どうか、この、無名で無力で、いまの演説しかない私に、あなただけの一票をください。
 変えようという勇気を持って決断すれば、そこに希望が生まれます。」


 拍手はなかった。
 傘を叩く雨の音、行きかう人々の、水溜りの路面を踏みつける無数の靴音、車の通り過ぎる音が渾然一体となった、ただの騒音が無感動に響いている。
 彼の熱弁は都会のいつもの風景を微動だにさせなかった。何とも知れぬ騒音の一部となって消えただけだ。
 彼は雨に向かって演説をしたような気がした。虚しさにちょっと顔をしかめる。はじめてはみたものの、場違いで、気まずい。
 街頭に立ち始めて一週間、よくなったのはあがらなくなったこと、どうにか筋の通った話ができるようになったことだ。
 彼の後ろでずっと傘を差しかけ続けていた、一人しかいない運動員の若者が、
 「なかなかいい話し振りでしたよ」
 と車のドアを開けながら言った。
 「そうか、でも誰も聞いちゃいなかったな」
 彼もため息混じりに応じる。
 「そうでもない。地下鉄の入り口にいたホームレスらしいのがひとり、拍手をしてましたから」
 「願わくば、そのホームレスに選挙権があってほしいよ」
 彼はがらにもなく、雨に濡れたドーベルマンのように背を丸め、のっそりと車に乗り込んだ。
 若者は彼のもっともな気落ちを、いささかも気に留めるふうもなく、陽気に言う。
 「次からは、もっと踏み込んだ、具体的な政策の話をしましょう」
 「そうだな‥‥」
 という彼のつぶやきは、若者が勢いよくドアを閉める音にかき消された。

 彼らは気がつかなかったが、彼の話を聞いていたものが、ホームレスのほかにあと二人はいた。

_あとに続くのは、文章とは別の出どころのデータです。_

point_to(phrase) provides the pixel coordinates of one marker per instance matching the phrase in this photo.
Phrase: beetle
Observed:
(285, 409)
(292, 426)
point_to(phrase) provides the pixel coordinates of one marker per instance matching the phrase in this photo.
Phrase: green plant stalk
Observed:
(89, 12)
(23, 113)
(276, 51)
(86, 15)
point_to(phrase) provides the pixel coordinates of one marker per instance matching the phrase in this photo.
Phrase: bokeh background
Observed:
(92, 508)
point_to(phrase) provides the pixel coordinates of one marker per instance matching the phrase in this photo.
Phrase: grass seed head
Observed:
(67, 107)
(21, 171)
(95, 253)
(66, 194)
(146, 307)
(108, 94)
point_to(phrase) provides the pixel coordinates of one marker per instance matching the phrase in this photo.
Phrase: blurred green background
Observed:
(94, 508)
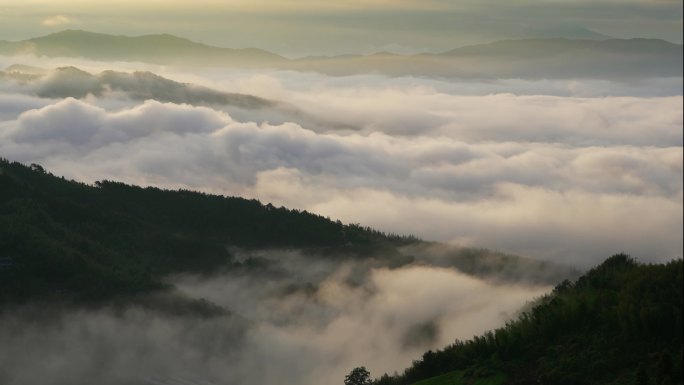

彼らのずっと後方、駅の奥のほうから、中間管理職サラリーマンふうの男と、それよりかなり役職が上といった感じの男が、行きかう人ごみ越しに彼らを見守っていたのだ。
 「いかがですか」
 目下らしい男が、車に乗り込んだ二人から眼を離さないまま、となりの男に聞いた。
 「うむ」
 年かさのほうもじっと駅の外側にめをやったままうなずくように言う。
 「元レンジャーですからね、筋金入りですよ」
 「うむ」
 年配のほうは考え込むように目を細めると、くだんの二人の車が、遠大な川の流れのような車のライトの洪水の中に飲み込まれ、テールランプがその波間に消えるまで見送っていた。